A courtyard hearth in a Dorbour household. The hearth "stones" are clay pots turned upside down and embedded in the ground. A pottery cooking jar rests on the hearth, the firewood pulled away from the hearth while it is not in use. A metal cooking pot and headpan have caught the interest of a foraging goat. Dorbour, 1994.
A view across a compound courtyard toward the courtyard of a neighboring house. Several hearths have clay pots resting on their hearth stones (gbunu in Nafaanra). Two wooden mortars are nearby. The house in the distance is made of sun-dried blocks, with one side of the house roofed with metal and the other side thatch. The ground is clear of plants and clean swept. Adadiem, 1994.
Adwoa Miwo (right) learns to make clay pots from her experienced potter mother, Peni Ngunu Chͻ (center), as they work together in the interior courtyard of their house. Mosi Nyuu (husband and father) looks on. Partially finished clay jars sit nearby, resting on the palettes (kapankpa in Nafaanra) on which they have been formed. The more experienced mother is making a larger jar than her apprentice daughter. Also placed around the house's interior courtyard are two dark-colored clay soup pots (chiin sinyjͻlͻ in Nafaanra) and a wooden mortar (right). Thatch- and metal-roofed rooms surround the courtyard. Dorbour, 1994.

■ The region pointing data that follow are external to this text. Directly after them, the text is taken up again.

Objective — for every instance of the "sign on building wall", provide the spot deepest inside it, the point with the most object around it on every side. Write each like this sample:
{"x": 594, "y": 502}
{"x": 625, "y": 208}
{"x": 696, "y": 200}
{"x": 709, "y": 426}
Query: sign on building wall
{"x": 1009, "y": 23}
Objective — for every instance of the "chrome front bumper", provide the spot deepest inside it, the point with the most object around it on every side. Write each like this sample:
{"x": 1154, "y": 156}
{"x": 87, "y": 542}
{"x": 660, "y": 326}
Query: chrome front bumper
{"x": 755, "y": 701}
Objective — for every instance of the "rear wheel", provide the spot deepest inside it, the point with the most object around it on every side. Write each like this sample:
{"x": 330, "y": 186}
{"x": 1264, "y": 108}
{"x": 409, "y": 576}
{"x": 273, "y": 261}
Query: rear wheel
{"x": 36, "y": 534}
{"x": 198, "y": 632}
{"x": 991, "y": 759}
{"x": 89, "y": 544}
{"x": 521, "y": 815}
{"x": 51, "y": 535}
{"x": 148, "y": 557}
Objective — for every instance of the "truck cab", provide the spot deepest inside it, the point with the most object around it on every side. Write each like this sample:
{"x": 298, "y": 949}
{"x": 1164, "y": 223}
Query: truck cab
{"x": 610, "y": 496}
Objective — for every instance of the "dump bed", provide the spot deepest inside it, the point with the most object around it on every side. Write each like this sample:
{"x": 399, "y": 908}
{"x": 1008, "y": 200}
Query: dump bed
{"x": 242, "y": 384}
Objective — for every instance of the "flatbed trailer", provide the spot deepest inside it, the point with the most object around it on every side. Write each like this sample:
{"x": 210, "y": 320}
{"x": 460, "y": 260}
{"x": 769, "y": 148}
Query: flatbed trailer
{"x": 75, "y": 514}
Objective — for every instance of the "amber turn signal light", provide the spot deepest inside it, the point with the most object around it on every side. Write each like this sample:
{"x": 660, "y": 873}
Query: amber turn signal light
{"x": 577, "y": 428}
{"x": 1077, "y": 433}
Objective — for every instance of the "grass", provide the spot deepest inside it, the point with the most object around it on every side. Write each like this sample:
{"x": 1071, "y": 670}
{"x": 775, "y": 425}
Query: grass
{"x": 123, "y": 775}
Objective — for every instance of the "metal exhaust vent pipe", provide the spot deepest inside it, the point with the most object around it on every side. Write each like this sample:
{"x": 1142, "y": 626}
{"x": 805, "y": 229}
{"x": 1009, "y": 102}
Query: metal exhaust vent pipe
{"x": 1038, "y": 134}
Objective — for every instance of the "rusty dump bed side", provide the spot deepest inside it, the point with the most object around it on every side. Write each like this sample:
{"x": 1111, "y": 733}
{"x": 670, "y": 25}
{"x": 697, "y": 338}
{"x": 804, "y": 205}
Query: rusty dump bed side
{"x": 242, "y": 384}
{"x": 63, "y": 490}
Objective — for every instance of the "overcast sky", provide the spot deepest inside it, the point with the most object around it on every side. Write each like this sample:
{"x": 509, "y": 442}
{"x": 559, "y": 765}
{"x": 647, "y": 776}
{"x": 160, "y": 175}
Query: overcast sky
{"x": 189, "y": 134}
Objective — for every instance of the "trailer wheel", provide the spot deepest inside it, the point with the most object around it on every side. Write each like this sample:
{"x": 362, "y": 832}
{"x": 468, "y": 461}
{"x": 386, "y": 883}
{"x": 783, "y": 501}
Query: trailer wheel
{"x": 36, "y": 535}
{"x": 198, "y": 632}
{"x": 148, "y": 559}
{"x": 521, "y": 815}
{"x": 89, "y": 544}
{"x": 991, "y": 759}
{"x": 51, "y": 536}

Afua Donkor, a Nafana potter, inspects clay jars of various shapes and sizes that await firing. The liquid red slip (chuma in Nafaanra) has been applied, allowed to dry and then burnished in prepartion for firing. Visible around the courtyard are wooden mortars, a pestle and a metal cooking pot. Thatch-roofed rooms surround the courtyard. Dorbour, 1994.